Ideal Income-Based Budget
Lewis explains that the 30 percent rule is based on a middle-class viewpoint and that “not everyone can spend less than 30 percent of their income on rent if they have a low income.” Spending less than 30 percent on rent can also be difficult in certain cities where there’s a much higher cost of living. The 50/30/20 rule, in comparison, provides a little extra room and more options for budget customization. “When you think about that 50 percent bucket, it just gives you a little bit more flexibility to pay say 35 percent or 40 percent of your income for rent if that’s what you have to do,” Lewis says. If you need help crunching the numbers, download a budget app to get started. So, if a client highly values comfortable or luxurious living situations, and they find a dream rental that’s going to push them over that 50 percent bracket (with utilities, debt payments, and other needs factored in), she won’t tell them they can’t make that decision. Instead, she might advise them to reduce their wants (the 30 percent bracket). “I don’t like people reducing the savings, but if they have to [in order to afford a higher-priced rental], they can temporarily,” she adds. In another scenario, someone may place a high value on travel and experiences (or other things like a monthly massage for self-care). These people may have to opt for a lower-cost rental to balance the scale. The most important part, though, is to adjust your budget to accommodate your expenses—don’t simply pay outside your means and hope for the best. “The numbers have to add up to a hundred,” Reiches says. “When they don’t, that’s when debt starts to occur.”
Other Hidden Costs
Upfront costs like the security deposit. While some states have a limit of a one-month rent deposit, landlords in some states can charge three months of rent or more.Moving expenses. In addition to putting down the deposit and first month of rent off the bat, you’ll also need to factor in how much money it’ll cost you to move. For example, do you need to pay for movers, rent a moving van, or buy a bunch of items for your new place
While these aren’t repeating monthly costs, they should be factored into your overall rent budget, as they can eat away at your savings, which in turn will make it harder to manage your personal finances. “Sometimes people get excited because they get two months rent free [at the beginning], but then all of a sudden the year ends and their rent skyrockets up another hundred or $200 or something like that,” Reiches says. “Make sure that if you did get a discount on your rent, that you can afford what the rent would be in the future,” she adds, explaining how expensive it can be to keep moving year after year.
Consider Lease Terms
Reiches also notes how important it is to “read the fine print” when signing a lease and look into the opt-out clause.

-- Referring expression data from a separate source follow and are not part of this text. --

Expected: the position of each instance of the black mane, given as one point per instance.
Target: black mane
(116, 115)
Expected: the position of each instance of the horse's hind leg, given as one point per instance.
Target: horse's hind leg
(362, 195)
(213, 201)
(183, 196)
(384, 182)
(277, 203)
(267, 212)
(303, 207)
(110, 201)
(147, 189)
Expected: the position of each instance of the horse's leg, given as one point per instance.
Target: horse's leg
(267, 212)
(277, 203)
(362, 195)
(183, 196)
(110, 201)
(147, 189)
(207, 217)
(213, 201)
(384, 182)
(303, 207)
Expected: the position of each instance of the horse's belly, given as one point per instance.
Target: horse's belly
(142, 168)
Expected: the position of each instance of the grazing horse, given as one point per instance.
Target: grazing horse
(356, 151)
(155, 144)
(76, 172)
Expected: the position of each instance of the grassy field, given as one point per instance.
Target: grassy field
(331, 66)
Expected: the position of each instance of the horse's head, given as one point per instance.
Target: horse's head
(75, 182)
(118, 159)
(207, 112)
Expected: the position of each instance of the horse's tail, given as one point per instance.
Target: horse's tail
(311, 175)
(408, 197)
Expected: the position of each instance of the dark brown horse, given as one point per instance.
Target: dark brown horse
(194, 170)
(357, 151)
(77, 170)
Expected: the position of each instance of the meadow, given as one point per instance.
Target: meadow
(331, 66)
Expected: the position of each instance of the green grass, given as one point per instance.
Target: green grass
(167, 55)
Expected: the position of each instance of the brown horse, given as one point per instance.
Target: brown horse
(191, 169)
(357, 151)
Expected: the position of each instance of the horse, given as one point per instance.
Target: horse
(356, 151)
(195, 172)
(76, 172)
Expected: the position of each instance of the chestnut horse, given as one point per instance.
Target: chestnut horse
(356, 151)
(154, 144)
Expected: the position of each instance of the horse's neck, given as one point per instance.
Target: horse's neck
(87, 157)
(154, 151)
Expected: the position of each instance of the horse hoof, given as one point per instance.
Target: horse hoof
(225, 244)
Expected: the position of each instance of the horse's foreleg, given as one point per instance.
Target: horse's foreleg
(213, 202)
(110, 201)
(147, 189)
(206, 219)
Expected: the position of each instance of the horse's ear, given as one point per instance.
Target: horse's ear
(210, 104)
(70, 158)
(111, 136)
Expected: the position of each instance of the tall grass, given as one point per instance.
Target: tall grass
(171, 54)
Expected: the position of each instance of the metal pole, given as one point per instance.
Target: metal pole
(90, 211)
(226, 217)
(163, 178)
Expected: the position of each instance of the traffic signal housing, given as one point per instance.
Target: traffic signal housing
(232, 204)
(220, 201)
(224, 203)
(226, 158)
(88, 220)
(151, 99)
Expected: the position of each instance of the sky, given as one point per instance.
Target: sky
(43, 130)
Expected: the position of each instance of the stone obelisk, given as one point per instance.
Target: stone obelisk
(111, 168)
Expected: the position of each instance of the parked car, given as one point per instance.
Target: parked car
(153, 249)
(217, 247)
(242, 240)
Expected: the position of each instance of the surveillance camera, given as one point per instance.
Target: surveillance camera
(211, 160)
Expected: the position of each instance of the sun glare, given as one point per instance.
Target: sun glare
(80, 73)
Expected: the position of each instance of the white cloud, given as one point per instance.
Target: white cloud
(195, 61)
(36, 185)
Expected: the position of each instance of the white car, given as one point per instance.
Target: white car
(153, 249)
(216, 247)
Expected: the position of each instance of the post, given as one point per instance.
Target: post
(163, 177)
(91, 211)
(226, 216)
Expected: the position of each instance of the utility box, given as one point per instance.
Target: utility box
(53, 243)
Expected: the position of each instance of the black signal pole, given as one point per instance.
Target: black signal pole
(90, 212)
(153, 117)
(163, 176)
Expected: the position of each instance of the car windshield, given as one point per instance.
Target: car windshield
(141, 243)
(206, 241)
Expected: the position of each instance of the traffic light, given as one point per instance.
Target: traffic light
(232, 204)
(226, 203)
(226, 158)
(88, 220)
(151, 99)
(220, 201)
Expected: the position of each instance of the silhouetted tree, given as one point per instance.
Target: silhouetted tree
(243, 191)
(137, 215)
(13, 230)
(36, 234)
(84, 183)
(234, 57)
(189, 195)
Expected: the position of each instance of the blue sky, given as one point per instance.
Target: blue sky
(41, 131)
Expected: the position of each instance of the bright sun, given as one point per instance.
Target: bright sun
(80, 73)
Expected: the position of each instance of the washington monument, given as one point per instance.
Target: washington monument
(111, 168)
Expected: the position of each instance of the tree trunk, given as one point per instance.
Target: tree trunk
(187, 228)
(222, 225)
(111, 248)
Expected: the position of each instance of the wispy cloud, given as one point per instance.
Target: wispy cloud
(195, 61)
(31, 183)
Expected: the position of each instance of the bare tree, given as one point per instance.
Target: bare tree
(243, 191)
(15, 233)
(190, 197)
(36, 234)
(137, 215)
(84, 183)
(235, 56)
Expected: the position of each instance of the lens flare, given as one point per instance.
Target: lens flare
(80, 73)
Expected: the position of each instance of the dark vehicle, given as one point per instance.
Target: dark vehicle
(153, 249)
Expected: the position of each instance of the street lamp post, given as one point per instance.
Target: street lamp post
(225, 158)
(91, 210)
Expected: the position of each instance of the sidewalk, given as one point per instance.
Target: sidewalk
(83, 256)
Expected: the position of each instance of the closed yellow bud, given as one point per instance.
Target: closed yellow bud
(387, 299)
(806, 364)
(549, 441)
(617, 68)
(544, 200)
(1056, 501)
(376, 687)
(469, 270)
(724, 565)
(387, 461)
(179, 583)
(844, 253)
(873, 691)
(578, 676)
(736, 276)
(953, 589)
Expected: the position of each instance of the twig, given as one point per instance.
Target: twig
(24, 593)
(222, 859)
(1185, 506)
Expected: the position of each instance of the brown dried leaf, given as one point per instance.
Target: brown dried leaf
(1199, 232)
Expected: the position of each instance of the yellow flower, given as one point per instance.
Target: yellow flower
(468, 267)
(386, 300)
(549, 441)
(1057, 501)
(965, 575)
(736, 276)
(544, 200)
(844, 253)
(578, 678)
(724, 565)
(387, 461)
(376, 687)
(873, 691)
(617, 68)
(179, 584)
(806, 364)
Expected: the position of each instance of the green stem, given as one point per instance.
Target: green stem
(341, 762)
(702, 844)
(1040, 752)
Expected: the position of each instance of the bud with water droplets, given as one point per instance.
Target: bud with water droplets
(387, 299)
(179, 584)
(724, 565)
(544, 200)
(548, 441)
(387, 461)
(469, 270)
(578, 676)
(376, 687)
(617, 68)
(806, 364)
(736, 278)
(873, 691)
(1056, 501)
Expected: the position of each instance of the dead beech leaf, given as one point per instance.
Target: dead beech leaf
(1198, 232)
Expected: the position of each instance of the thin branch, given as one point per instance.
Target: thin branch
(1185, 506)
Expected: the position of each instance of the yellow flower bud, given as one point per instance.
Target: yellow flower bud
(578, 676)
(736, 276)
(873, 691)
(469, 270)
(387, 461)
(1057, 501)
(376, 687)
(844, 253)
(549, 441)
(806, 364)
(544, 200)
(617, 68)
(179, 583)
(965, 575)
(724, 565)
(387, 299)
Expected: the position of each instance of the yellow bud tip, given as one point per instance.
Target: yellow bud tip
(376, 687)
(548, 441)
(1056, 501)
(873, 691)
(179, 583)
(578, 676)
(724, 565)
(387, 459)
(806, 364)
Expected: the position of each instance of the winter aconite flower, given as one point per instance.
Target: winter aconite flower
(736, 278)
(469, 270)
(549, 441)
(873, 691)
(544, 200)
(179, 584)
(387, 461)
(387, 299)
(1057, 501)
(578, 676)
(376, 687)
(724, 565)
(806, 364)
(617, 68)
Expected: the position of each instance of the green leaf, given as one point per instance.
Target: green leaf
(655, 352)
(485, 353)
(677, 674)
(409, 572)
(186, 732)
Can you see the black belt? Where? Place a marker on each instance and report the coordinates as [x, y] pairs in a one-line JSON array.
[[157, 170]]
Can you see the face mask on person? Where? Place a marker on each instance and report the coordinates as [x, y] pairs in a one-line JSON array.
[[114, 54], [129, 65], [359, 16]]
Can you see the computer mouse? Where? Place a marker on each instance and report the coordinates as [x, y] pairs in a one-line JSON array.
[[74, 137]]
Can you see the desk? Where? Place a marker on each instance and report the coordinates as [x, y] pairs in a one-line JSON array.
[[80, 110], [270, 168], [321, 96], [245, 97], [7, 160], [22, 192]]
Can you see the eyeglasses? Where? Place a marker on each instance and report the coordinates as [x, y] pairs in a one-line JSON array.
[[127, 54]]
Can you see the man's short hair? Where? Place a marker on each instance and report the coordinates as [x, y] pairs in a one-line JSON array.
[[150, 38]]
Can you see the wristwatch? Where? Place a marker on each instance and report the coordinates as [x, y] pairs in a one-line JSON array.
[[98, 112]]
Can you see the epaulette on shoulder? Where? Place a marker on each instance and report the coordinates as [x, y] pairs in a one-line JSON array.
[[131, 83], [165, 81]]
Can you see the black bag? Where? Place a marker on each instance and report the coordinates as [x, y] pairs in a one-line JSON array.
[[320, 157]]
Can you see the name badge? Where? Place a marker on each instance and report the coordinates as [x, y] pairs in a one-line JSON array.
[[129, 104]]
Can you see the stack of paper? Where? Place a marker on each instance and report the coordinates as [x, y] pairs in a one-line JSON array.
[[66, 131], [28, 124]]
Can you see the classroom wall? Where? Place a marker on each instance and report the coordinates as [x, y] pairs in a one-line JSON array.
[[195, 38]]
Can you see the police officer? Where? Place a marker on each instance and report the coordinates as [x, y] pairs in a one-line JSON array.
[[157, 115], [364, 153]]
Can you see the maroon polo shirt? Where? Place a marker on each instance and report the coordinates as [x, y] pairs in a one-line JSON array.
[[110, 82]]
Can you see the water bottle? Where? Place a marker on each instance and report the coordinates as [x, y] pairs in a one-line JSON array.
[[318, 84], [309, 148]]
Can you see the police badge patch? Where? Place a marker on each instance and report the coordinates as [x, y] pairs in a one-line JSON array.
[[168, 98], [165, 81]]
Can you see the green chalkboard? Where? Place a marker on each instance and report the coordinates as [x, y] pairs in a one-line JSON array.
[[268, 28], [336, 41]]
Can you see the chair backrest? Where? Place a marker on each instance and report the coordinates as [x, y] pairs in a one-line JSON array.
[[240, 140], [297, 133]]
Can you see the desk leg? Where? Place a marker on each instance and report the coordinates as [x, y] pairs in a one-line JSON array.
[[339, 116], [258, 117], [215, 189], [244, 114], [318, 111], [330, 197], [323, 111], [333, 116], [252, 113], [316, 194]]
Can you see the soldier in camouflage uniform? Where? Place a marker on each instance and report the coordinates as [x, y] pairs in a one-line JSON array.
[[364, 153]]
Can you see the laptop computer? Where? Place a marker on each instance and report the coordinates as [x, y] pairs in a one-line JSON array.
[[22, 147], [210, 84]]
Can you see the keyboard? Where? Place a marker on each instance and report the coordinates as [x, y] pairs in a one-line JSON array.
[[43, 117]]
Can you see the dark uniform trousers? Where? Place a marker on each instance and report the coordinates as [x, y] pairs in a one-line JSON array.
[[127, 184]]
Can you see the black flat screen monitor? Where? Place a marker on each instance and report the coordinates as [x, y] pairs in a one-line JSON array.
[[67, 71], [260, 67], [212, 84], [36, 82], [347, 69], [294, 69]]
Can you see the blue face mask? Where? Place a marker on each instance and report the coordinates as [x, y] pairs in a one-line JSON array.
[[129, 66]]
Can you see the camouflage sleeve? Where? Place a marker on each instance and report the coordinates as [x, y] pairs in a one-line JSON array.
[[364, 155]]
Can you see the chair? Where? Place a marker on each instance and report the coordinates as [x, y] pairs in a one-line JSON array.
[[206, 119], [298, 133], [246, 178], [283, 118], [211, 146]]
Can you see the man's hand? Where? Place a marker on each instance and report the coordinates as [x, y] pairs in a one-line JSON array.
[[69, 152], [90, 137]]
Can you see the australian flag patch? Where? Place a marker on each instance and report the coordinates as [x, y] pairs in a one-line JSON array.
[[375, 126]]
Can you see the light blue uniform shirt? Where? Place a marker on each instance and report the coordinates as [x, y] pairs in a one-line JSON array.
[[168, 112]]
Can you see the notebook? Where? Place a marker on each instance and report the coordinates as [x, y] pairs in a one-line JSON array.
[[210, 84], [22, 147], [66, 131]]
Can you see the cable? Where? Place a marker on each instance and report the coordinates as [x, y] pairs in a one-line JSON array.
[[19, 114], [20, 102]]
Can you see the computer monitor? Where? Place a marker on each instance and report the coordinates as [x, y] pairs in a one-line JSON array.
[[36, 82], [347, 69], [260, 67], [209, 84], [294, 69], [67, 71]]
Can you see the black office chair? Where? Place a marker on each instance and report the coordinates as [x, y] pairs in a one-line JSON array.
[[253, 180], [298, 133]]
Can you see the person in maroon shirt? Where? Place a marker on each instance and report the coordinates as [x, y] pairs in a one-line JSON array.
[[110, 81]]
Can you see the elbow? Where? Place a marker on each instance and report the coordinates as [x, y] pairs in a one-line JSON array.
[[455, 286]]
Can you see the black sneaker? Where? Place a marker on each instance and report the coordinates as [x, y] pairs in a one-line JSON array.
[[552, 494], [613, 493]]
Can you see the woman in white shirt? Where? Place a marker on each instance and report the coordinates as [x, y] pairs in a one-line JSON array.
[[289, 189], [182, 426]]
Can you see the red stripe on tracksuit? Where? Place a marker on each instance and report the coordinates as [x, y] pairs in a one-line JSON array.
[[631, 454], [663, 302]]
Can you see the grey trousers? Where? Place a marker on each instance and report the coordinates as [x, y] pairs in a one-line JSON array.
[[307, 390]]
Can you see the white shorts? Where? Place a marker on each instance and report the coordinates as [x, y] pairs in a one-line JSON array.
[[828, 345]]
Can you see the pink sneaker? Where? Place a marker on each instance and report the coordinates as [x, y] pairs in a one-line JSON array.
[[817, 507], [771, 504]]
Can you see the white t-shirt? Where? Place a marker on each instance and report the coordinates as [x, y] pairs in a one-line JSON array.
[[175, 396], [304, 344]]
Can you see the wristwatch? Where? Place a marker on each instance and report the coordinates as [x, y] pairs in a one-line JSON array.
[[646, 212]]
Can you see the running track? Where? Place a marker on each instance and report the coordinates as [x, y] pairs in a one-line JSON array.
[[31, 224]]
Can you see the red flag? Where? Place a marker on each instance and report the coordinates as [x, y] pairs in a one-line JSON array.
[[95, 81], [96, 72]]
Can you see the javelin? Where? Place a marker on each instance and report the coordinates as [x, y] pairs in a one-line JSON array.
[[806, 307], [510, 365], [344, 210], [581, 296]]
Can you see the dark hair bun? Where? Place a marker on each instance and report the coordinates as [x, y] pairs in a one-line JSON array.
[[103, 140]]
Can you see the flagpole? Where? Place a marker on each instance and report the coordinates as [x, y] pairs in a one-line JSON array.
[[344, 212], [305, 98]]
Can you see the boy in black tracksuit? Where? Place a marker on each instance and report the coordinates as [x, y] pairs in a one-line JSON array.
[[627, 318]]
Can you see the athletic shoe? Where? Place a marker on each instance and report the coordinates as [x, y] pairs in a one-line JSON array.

If you aren’t sure how long you’ll be able to stay in a place, ask about the penalty of leaving early and try to negotiate a clause so that you won’t end up paying super high fees. Another part of thinking about the future involves considering the savings you’ll have later on. If you chip into your savings to splurge on a dream apartment, it may make you happy now, but may not set you up for as comfortable of a lifestyle down the line. Lastly, consider situations like splitting rent with potential roommates (and how long they plan to stay) when thinking about your future costs. For example, would you be able to afford rent if they left, and it took you three months to find a new one? Also, not everyone is going to be completely transparent about how they’re paying their rent. “A lot of people get financial support from their parents, especially young people,” Lewis says. “So if you’re like me and you had to pay your own way, you might wonder what your friends are doing right and what you’re doing wrong, and you might not be doing anything wrong. Your friends might just be getting a few hundred bucks every month to subsidize their rent and give them some more financial breathing room.” While there’s nothing wrong with either situation, it proves the importance of creating an individualized rent budget based on your own life, not anyone else’s.